DMA Rallies Troops to Fend off Do-Not-Mail Legislative Threats
Greco then reeled off four questions catalog members should be asking about consumer opt-outs.
1. What assurances are in place so names actually are collected directly from each person?
2. Is each name and address authentic? Is there a verification system in place to ensure authenticity of data?
3. Do you enforce a sign-up so the data isn’t sold?
4. Do you ensure that any collector of consumer opt-outs doesn’t have plans to contact people who sign up for any purpose?
As for the improvements DMA is making in MPS, Berry said consumers will have additional choices, such as automated opt-out by company or brand and automated opt-in. DMA catalog member Web sites will give consumers the choice of opting out of individual catalog titles (brands) or full company opt-outs.
Berry also defended the DMA’s practice of collecting consumer credit card numbers for authentication purposes in MPS. “Those numbers aren’t kept by DMA; they’re only used for verification,” he said. “Consumers are given passwords to return to the DMA site for three years so they can make additional adjustments or choices after signing up, without having to reverify.”
* Beyond MPS, the DMA requests that catalogers provide consumers with more granularity and more choice, Greco said. “Provide all your brands on Web sites.” He noted that DMA will send an information letter on how to have such information on member sites.
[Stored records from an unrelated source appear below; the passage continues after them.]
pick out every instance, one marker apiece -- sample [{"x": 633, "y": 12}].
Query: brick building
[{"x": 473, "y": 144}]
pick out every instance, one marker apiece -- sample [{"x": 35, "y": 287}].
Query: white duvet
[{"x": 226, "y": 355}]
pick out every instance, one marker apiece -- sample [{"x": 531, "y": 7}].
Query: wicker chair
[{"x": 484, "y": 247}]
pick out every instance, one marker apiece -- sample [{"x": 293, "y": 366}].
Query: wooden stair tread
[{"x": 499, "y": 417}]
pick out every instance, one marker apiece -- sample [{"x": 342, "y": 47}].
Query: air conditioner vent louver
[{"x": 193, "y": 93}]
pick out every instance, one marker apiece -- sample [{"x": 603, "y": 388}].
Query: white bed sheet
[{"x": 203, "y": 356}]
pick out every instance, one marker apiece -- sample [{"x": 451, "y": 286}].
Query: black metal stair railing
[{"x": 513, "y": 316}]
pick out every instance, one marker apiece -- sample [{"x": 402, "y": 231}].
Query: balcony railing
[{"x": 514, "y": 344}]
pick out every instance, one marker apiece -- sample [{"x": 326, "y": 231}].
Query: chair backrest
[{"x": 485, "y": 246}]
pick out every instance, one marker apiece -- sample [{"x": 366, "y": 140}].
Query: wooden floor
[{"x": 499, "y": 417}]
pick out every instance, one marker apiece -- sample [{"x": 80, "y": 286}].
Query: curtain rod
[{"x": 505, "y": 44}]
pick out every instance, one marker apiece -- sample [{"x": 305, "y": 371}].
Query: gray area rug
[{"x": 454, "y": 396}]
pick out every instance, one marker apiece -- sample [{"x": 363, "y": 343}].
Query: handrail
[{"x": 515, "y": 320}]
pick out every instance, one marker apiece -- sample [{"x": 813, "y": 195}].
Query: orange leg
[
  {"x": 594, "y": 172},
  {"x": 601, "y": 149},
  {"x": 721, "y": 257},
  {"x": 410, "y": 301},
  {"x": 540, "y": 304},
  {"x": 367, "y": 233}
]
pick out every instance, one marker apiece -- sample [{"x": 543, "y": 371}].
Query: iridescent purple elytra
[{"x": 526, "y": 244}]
* DMA’s Commitment to Consumer Choice (CCC) initiative: Unveiled during DMA07 in Chicago, the process will kick off in October. (For more on CCC, see “Make a Renewed Commitment to Consumer Choice” in the Privacy Matters column on pg. 62 of the December issue of Catalog Success, or go to http://www.catalogsuccess.com/story/story.bsp?sid=83101&var=story.)
Until then, Greco recommends members run MPS monthly “or you might even wish to run it daily,” he said. At any rate, honor consumer requests within 30 days of receipt, he added.